All the Brexit "dividends" that were promised have proven phantoms. Creating any kind of friction with your primary trading partner is utter stupidity. Britain has been a merchant nation since the Middle Ages, with deep links to the Continent. In fact, whether it was the Habsburgs, Napoleon, the Kaisers or Hitler, the primary objective was to create a continental system that would keep Britain out. Heck, even de Gaulle got in on the "keep Britain off the Continent" when he blocked Britain's entry into the customs union at a time when Britain's economy was falling over a cliff.

And lo and behold, this time it wasn't some Continental demagogue trying to wrench Britain away from Europe, it was the likes of Nigel Farage and Boris Johnson who accomplished what Britain had been fighting to prevent since the Battle of Agincourt.

Comment Re:Japan too (Score 2) 224

I think a review of post-WWII history will show that Britain spent decades in a spiraling decline. It's empire and the kind of locked in economy that that vast empire had created began to disintegrate. The huge debts accrued between the late 1930s and 1945, much of it owed to the United States in one form or another, left it the sick man of Europe. It probably would have entered the Customs Union earlier, but de Gaulle had an absolute hatred of the British and did everything he could do to block it. A seemingly permanent turn around happened as it integrated into the European economic community. It had to replace its Empire with something; and the Commonwealth had proven an enormous failure; with the preeminent Commonwealth nations like Canada and the Australia resigning their economic relationship with the UK to the dust heap.

Comment Re:A warning to well-meaning spiritualists out the (Score 3, Insightful) 120

According to the OT God told Abraham to murder his own son, only stopping Abraham at the last moment. God is a fucked up dude, so maybe He did tell this putz to scam people. God has done far far far worse (if you believe the Bible).

For me, it's just another con artist using religion to gain money.
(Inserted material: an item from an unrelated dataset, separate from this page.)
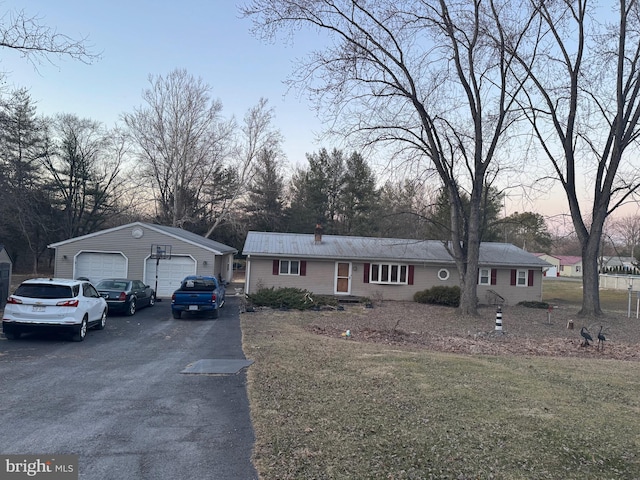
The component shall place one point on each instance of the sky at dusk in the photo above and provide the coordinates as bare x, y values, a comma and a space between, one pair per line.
207, 38
137, 38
He's at the lower tier of con men; the big ones like Joseph Smith, L Ron Hubbard and Billy Graham wanted power.

Comment Re:nope (Score 2) 382

My brother lives in Calgary and when the cold snap hit there, there were plenty of ICE vehicles knocked out. Even the block heaters were struggling, and that's before they were told to conserve electricity during the evenings. Intense cold snaps pretty cause different problems for ICE and EV engines, but the result is the same; the vehicle won't start.

Comment Re:Increase reliability, stop subsidizing batterie (Score 4, Insightful) 382

The large majority of the US has a commute of about 26-27 minutes, or just under an hour both ways. Let that sink in for a moment. Discard the outliers, like guys who live in Montana and have to drive fifty miles uphill both ways to and from work. The average American spends less than an hour moving between home and work.
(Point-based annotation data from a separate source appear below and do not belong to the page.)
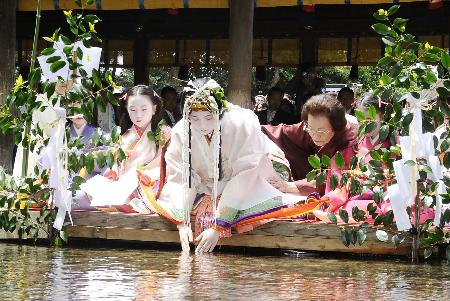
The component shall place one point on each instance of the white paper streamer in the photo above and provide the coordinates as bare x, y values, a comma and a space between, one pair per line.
90, 61
54, 157
398, 204
438, 209
405, 180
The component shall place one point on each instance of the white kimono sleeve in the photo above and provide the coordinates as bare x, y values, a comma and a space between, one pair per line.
244, 145
171, 197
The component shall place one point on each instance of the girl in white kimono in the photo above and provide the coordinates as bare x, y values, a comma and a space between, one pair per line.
143, 145
217, 169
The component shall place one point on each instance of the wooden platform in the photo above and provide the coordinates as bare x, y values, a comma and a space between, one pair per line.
305, 236
302, 236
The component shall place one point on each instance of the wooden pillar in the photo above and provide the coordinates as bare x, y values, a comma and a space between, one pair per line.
309, 45
7, 68
241, 40
140, 61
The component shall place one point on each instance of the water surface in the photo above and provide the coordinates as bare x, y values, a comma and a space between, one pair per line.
41, 273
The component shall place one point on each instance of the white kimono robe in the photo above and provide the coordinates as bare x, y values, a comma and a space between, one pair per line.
244, 189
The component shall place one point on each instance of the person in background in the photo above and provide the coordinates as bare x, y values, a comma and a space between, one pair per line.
80, 128
346, 97
107, 120
304, 84
323, 131
171, 113
279, 110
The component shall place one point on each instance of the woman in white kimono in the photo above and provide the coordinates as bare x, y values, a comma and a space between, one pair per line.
143, 145
219, 154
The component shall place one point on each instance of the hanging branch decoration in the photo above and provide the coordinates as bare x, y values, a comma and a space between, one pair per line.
67, 83
408, 173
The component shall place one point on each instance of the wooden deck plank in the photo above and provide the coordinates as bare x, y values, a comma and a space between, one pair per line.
303, 236
277, 234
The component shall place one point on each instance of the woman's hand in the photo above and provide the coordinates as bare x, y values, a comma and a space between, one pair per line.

So what that says in the vast majority of usage cases, an EV is more than adequate, and if there are issues, it isn't with battery capacity, it's probably limitations in the electrical grid.
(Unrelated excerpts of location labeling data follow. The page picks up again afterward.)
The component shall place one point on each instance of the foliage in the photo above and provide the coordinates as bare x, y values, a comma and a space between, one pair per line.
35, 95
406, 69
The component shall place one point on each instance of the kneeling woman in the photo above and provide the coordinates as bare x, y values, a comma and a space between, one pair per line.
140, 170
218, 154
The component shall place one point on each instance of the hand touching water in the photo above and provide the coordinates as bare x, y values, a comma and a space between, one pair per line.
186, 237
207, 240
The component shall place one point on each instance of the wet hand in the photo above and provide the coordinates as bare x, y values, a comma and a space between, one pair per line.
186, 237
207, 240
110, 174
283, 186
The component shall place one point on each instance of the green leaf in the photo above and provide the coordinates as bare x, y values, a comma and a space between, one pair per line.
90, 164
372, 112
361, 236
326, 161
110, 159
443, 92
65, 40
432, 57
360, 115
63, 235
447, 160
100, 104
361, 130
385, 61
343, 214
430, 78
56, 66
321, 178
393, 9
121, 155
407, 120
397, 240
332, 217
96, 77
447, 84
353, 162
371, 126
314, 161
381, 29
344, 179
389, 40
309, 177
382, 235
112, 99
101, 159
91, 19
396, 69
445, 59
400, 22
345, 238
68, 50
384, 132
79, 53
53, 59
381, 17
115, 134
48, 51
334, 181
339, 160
I don't know of too many other fields of inquiry where the obsession is purely with the least likely use case scenarios; of some guy with a 10 cylinder Dodge Ram that tows a 10 foot utility trailer up a mountain range five days a week, and that decisions are made at the highest levels based on that guy, as opposed to the 90+ other people who don't have a commute like that at all. I would imagine that if I were to look for a historical counterpart, it might be when they started building the canal systems in England in the 16th century, and I'm sure there were guys who horse and ox-pulled carts right pissed that their livelihoods were threatened, or when the canal system itself was again made redundant by a new group of capitalists and bureaucrats laying down track. I'm sure all the horse-drawn cab drivers were outraged by stinky petrol-swilling exhaust-puking automobiles literally tearing their livelihood out from underneath them.